Diabetes causes macrovascular and microvascular complications such as peripheral neuropathy. Glutamate regulates insulin secretion in pancreatic β-cells, and its increased activity in the central nervous system is associated with peripheral neuropathy in animal models of diabetes. One strategy to modulate glutamatergic activity consists in the pharmacological manipulation of metabotropic glutamate receptors (mGluRs), which, compared to the ionotropic receptors, allow for a fine-tuning of neurotransmission that is compatible with therapeutic interventions. mGluRs are a family of eight G-protein coupled receptors classified into three groups (I-III) based on sequence homology, transduction mechanisms, and pharmacology. Activation of group II and III or inhibition of group I represents a strategy to counteract the glutamatergic hyperactivity associated with diabetic neuropathy. In this review article, we will discuss the role of glutamate receptors in the release of insulin and the development/treatment of diabetic neuropathy, with particular emphasis on their manipulation to prevent the glutamatergic hyperactivity associated with diabetic neuropathy.

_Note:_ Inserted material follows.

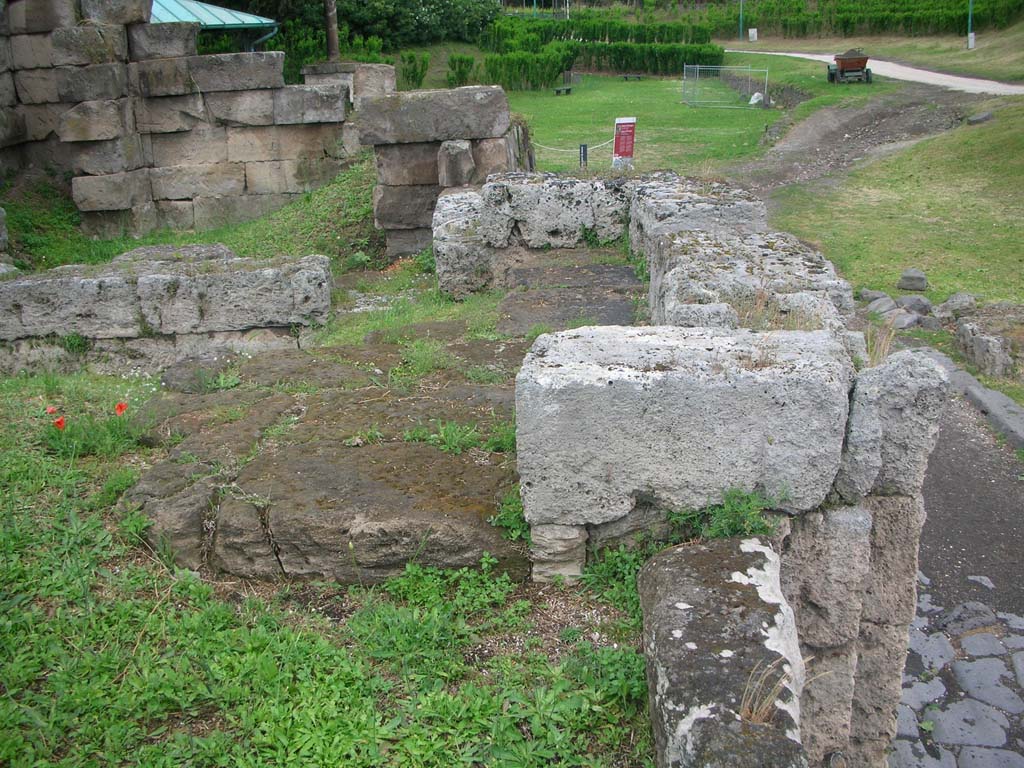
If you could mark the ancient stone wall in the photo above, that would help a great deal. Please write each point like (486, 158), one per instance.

糖尿病可引起大血管和微血管并发症,如周围神经病变。谷氨酸调节胰岛β细胞胰岛素的分泌,其在中枢神经系统中的活性增加与糖尿病动物模型中的周围神经病变有关。调节谷氨酸能活性的一种策略是对代谢型谷氨酸受体(mGluRs)进行药理学操作,与离子型受体相比,mGluRs 允许对神经传递进行微调,这与治疗干预是兼容的。mGluRs 是一个由八个 G 蛋白偶联受体组成的家族,根据序列同源性、转导机制和药理学分为三组(I-III)。激活 II 组和 III 组或抑制 I 组是对抗与糖尿病神经病变相关的谷氨酸能过度活跃的一种策略。在这篇综述文章中,我们将讨论谷氨酸受体在胰岛素释放和糖尿病性神经病的发展/治疗中的作用,特别强调了它们在预防与糖尿病性神经病相关的谷氨酸能过度活跃方面的操作。